E così lui quando diventò grande disse a suo figlio di non vergognarsi se tutti guardavano le cose che non riusciva a lavare dalla finestra di vetro che aveva addosso, e che doveva continuare a provare lo stesso a imparare a lavarle perché quelli che fuori lo guardavano e ridevano un giorno sarebbero tornati da lui e in cambio di quello che aveva imparato lo avrebbero fatto volare, lo avrebbero fatto correre in moto e gli avrebbero fatto vedere lo spazio intergalattico.

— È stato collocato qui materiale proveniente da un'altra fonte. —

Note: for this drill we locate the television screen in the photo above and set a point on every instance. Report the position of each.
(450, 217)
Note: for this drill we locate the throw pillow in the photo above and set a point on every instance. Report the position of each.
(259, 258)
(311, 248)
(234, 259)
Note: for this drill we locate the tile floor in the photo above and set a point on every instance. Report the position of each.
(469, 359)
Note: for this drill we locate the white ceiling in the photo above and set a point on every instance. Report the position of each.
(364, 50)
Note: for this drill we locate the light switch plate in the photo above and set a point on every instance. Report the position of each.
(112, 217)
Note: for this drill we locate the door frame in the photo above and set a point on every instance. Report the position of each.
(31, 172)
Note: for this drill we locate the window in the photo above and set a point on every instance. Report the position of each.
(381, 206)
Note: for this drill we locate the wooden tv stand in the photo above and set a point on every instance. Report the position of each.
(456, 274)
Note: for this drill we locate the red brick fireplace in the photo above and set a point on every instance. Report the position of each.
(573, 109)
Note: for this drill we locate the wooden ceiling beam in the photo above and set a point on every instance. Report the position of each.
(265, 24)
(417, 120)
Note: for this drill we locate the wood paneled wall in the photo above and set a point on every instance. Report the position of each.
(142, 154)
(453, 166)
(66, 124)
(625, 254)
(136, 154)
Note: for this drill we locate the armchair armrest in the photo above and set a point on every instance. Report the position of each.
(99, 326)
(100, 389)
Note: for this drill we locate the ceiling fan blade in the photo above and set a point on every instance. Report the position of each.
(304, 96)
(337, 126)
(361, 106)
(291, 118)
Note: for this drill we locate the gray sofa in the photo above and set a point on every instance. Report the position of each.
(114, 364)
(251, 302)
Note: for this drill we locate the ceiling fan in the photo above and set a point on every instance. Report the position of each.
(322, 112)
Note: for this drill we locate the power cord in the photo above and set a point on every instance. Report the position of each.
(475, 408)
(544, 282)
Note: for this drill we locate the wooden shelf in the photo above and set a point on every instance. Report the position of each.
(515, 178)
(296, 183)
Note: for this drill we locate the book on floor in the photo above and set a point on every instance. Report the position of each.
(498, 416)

Che era per quello che non servivano i soldi per volare sull’astronave intergalattica.
Che bastava trovare un amico astronauta.



A Mario Bros.
A quando si è convinto che per avere i vestiti bianchi bisogna comprarli.
A quando si è dimenticato che anche senza soldi noi avevamo i vestiti sempre bianchi.
A quando bastava lavarli per vestirci in due con una tutina sola.

Agli amici sbagliati.
Quelli che non sanno lavare.
Quelli che non sanno volare se non hanno la tuta nuova addosso.
Quelli che l’astronave glie l’ha comprata papà.